# Test drive unlimited 2



## obc1 (Jan 21, 2010)

Is anyone else excited ebout this game or is it just me lol 
I love the fact that you can turn your lights on, indicate, put the hoods on convertibles up and down, clean your car etc. :thumb:


----------



## chisai (Jan 1, 2009)

Yeah, my lad informed me, just this evening, that he WILL be expecting it at Christmas.


----------



## silverback (Jun 18, 2008)

loved the first one,and i am more excited by this than gran turismo :lol:


----------



## nick_mcuk (Jan 4, 2008)

I loved the first one too....frikking ace game...loved the fact that you could put the windows up and down. Oh and the fact that you can just drive about


----------



## Davemm (Mar 9, 2009)

yer i wasted a big chuck of my life on the first one and had more cars and money than i knew what to do with, loved the fact you could just drive around and not have to race, but the racing was still good enough to keep you happy.

i will be getting it but i dont beleive there is a due date yet?


----------



## Mini 360 (Jul 17, 2009)

Do I get another Xbox for this? Hmmmmmmm..........


----------



## DGK (Jun 30, 2010)

Definitely. Thought the first one was fantastic, can't remember where I left it, however I think I'd got to the point of owning almost every car possible and having unfathomable wealth. Hopefully the sequel will be just as good


----------



## obc1 (Jan 21, 2010)

Due out the 24th of september so not long to wait, it looks like it will be 100% better than the first game so it should be stunning, definately my most anticipated racing game this year


----------



## Davemm (Mar 9, 2009)

24th of september :O how did that slip past so fast

cant wait


----------



## alan_mcc (Oct 28, 2008)

Look forward to it. Don't look forward to the price..


----------



## Davemm (Mar 9, 2009)

its only money you cant take it with you


----------



## alan_mcc (Oct 28, 2008)

yeah, its just a pain buying nice things when you work for £4 an hour!


----------



## Davemm (Mar 9, 2009)

well its more than i started on, so you just have to work hard prove ya self and hope thye notice and start paying you more.


----------



## Eddy (Apr 13, 2008)

Just over a month to go, I am hoping this is going to be the game that the first one was so close to being!!

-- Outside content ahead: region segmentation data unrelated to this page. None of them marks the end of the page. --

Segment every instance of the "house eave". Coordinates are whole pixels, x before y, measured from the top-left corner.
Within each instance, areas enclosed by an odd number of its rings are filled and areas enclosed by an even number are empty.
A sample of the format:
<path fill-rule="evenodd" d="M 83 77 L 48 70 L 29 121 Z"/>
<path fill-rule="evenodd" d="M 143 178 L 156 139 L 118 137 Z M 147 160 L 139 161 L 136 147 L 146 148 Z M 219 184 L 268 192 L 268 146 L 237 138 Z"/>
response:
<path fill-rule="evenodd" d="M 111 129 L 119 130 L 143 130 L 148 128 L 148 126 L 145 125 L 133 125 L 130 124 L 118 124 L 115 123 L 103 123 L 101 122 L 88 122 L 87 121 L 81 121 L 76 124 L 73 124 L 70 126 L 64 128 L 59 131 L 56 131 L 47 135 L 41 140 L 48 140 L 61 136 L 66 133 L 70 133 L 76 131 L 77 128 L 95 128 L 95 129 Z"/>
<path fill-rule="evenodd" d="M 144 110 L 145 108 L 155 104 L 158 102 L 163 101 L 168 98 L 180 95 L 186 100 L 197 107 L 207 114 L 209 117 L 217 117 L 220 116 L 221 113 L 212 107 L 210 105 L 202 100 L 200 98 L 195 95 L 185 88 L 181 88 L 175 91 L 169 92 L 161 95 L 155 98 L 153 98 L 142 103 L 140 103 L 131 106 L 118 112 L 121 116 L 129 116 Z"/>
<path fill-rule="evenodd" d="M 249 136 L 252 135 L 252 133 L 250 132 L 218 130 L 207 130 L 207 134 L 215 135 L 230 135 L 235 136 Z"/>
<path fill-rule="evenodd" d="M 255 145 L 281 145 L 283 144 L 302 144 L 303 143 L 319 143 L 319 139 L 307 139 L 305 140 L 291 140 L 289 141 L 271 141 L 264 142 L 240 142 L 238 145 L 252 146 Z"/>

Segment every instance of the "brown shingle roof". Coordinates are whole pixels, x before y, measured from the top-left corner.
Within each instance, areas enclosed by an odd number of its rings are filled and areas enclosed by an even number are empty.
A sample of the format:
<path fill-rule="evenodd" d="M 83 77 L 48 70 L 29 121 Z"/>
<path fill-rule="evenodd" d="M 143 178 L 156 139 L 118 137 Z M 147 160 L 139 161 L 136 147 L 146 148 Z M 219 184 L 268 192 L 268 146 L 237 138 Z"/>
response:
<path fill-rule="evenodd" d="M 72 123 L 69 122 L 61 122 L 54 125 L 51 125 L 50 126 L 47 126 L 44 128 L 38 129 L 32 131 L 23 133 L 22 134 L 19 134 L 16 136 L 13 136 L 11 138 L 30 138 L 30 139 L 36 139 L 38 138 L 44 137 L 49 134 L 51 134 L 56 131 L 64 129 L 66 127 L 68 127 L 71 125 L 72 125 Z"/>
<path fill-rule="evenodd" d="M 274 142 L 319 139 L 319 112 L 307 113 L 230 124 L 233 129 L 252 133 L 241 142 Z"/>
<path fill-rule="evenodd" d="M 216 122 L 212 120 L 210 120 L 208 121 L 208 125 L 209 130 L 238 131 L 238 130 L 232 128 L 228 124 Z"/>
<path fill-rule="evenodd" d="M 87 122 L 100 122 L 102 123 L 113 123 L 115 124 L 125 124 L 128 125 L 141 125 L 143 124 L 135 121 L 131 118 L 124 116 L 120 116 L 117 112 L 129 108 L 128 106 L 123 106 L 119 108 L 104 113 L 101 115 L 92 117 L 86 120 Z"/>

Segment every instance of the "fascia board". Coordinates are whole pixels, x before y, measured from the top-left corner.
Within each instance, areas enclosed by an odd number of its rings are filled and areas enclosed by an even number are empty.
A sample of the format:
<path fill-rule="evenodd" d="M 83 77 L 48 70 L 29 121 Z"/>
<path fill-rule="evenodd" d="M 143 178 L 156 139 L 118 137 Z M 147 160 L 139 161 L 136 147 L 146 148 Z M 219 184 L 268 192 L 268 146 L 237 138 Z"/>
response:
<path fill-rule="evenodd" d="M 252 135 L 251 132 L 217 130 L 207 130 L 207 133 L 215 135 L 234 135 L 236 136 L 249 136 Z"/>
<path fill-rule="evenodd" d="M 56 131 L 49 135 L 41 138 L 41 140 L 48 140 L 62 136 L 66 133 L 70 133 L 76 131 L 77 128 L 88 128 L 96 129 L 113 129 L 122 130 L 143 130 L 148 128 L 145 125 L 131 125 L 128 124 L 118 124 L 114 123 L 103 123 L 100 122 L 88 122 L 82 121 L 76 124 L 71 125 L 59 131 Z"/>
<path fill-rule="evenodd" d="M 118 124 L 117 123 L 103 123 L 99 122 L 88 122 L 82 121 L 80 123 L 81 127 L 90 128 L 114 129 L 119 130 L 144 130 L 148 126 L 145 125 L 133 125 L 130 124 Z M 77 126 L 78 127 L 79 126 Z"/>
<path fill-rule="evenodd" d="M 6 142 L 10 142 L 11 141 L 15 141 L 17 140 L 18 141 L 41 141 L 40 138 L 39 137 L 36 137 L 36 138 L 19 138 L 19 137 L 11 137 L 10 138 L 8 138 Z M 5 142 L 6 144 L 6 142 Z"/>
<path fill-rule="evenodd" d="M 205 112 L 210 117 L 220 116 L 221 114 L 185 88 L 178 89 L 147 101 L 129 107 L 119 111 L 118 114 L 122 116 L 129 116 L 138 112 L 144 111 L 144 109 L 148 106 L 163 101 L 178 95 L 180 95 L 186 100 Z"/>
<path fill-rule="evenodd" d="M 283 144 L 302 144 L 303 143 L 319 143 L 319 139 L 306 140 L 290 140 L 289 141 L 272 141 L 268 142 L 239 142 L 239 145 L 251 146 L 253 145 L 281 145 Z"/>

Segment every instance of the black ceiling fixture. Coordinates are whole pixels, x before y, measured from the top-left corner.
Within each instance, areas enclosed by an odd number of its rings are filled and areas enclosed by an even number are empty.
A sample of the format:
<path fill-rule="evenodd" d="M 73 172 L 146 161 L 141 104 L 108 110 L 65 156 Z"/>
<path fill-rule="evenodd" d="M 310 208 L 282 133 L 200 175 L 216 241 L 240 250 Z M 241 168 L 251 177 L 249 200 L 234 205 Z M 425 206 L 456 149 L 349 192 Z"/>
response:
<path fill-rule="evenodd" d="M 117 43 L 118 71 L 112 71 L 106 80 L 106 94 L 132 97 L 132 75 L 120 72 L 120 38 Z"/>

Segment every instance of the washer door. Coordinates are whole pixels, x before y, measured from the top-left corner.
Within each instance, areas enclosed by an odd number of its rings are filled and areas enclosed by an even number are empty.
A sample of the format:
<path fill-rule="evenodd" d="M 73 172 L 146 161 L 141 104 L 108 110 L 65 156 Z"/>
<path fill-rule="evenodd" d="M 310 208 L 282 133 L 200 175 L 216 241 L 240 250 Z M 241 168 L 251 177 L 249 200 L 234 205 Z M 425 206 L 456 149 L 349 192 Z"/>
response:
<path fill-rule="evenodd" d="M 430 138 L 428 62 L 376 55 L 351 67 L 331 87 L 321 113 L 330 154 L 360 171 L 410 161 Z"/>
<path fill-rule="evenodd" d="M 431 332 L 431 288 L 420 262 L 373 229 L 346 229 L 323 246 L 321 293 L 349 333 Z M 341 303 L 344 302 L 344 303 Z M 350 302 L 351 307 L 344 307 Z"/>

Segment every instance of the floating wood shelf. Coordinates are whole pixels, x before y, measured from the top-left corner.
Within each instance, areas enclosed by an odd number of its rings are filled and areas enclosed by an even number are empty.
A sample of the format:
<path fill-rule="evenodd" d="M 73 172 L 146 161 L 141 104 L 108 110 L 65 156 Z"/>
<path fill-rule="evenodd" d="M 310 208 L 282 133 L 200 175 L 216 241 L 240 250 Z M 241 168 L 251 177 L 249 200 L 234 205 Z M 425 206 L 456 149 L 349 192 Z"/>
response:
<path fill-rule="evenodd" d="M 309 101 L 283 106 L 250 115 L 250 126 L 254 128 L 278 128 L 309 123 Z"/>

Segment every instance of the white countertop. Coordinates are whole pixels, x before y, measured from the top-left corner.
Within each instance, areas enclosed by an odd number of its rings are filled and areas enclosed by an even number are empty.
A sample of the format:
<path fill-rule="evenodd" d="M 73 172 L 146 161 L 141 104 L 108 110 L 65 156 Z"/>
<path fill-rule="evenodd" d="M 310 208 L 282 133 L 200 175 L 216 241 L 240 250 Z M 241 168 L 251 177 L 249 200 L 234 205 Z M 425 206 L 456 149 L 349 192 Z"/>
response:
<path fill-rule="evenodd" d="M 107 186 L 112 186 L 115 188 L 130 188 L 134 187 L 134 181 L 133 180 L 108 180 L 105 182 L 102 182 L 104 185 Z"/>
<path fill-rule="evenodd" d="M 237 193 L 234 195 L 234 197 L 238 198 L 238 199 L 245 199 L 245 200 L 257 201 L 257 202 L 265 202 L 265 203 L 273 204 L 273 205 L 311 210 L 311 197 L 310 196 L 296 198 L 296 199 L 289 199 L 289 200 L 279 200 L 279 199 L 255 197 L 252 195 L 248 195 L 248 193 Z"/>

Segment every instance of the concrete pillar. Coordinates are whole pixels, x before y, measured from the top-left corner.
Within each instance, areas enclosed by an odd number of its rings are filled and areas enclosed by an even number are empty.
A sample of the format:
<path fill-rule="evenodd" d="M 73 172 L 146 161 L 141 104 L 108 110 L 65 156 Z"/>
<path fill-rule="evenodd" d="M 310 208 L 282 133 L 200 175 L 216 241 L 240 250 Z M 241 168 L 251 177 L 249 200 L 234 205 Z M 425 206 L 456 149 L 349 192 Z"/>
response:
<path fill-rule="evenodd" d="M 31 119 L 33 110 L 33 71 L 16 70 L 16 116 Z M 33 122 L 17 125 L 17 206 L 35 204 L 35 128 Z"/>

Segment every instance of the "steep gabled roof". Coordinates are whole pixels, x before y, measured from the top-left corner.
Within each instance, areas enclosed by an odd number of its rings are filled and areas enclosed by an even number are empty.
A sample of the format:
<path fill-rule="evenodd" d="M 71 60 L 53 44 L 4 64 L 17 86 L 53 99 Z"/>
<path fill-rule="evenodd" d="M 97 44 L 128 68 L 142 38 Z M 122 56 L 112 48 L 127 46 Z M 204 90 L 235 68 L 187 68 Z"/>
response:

As long as the online lag is sorted then it will be epic.


----------



## obc1 (Jan 21, 2010)

SAD NEWS: Test drive unlimited 2 has been delayed untill january 2011


----------



## Maggi200 (Aug 21, 2009)

hahahaha


----------



## alan_mcc (Oct 28, 2008)

oh for god sake


----------



## Davemm (Mar 9, 2009)

this is what happened a lot with the last one, but id rather they get it right.


----------



## Eddy (Apr 13, 2008)

Wait what!? why?


----------



## obc1 (Jan 21, 2010)

Its now got a solid release date of January 28th just in time for my birthday lol


----------



## Fatman Soldier (Sep 24, 2009)

Here is a few vids all






Loving the music off this vid






Game play etc


----------



## Ingo (Oct 13, 2010)

I am really looking forward to get this game. Actually getting a 42" HDTV and a PS3 specially to play this game along with a G27 steering wheel. 

But looking through the videos of the gameplay on youtube I cant help but wander if this game will be anything like GTA, that is that you are able to walk around aswell or is it just inside houses, dealerships and clubs ?

Cant wait! Looking forward to the sounds of this game as the sounds in TDU were nothing like the actual cars sounds in real life. Also got dirt roads aswell so looking forward to those aswell


----------



## Rew (Sep 26, 2006)

I lost many hours of my life to the last one, mainly just cruising around in my Ferrari F40or blasting past people on the back wheel of a ZX10 R Kawasaki.

From what I can gather, they are not going to have bikes on the game when its released, they will be released as DLC content at a later date... very poor.


----------



## nick_mcuk (Jan 4, 2008)

I cant wait to get my XBOX360 out of the loft in my house and into the flat...we got a 50" Panasonic Viera Plasma on Saturday...just screaming for a savage XBOX360 shakedown!


----------